Increasing the model complexity will always decrease the model training error. At very high levels of complexity, we should be able to in effect perfectly predict every single point in the training data set and the training error should be near 0. Similarly, the true prediction error initially falls. The linear model without polynomial terms seems a little too simple for this data set. However, once we pass a certain point, the true prediction error starts to rise. At these high levels of complexity, the additional complexity we are adding helps us fit our training data, but it causes the model to do a worse job of predicting new data.
增加模型复杂度将始终减少模型训练误差。在非常高的复杂度下，我们实际上应该能够完美地预测训练数据集中的每个点，并且训练误差应该接近于0。类似地，真正的预测误差最初会下降。对于该数据集，没有多项式项的线性模型似乎过于简单。但是，一旦经过某个点，真实的预测误差就会开始上升。在如此高的复杂度下，我们添加的额外复杂度有助于我们拟合训练数据，但是这会使模型在预测新数据方面做得更差。

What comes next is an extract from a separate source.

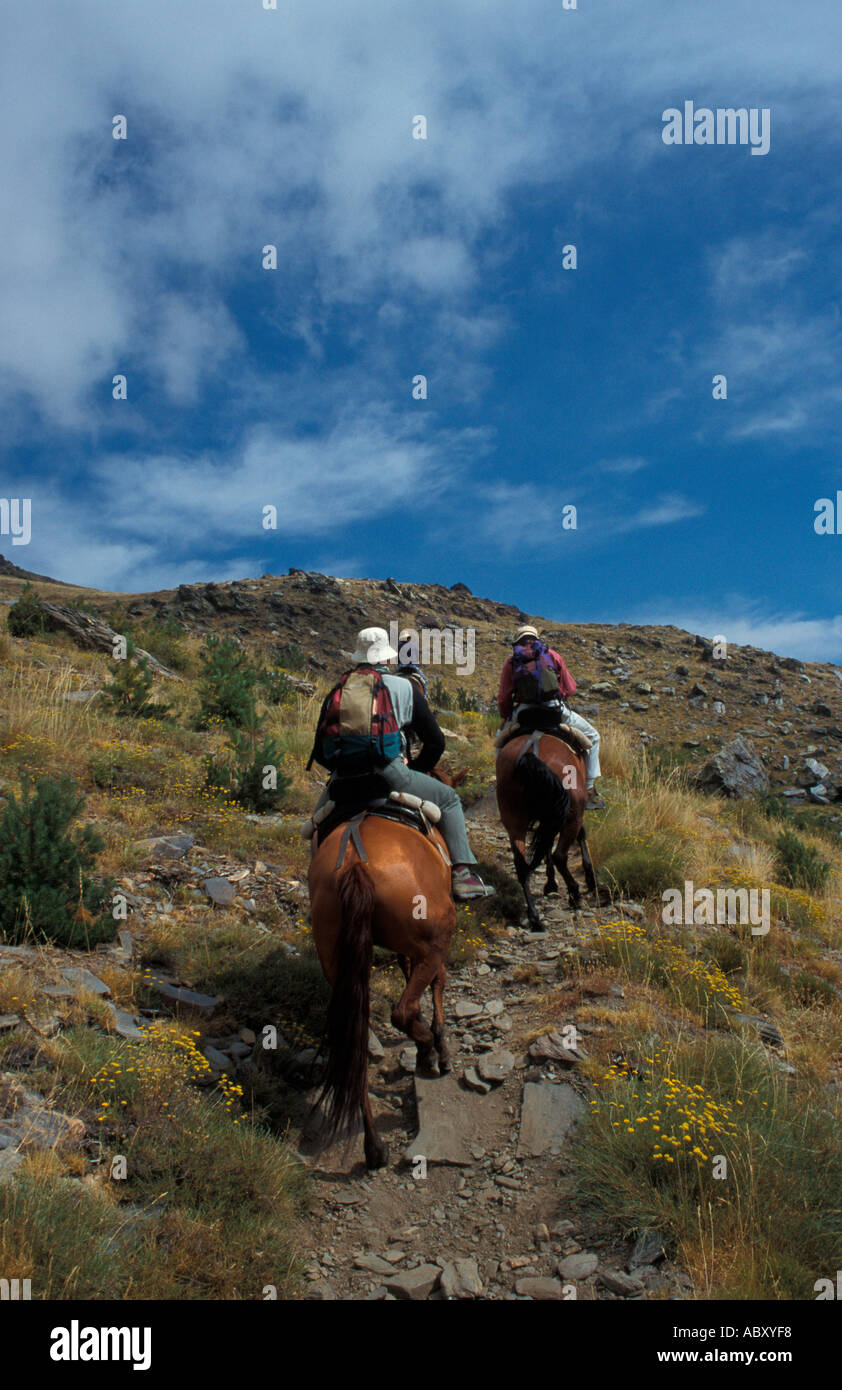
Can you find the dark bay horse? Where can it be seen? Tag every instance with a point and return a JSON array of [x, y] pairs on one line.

This is a case of overfitting the training data. In this region the model training algorithm is focusing on precisely matching random chance variability in the training set that is not present in the actual population. We can see this most markedly in the model that fits every point of the training data; clearly this is too tight a fit to the training data.
这是过度拟合训练数据的情况。在该区域中，模型训练算法专注于精确匹配实际人群中不存在的训练集中的随机机会变异性。我们可以在适合训练数据每个点的模型中最明显地看到这一点；显然，这太适合训练数据了。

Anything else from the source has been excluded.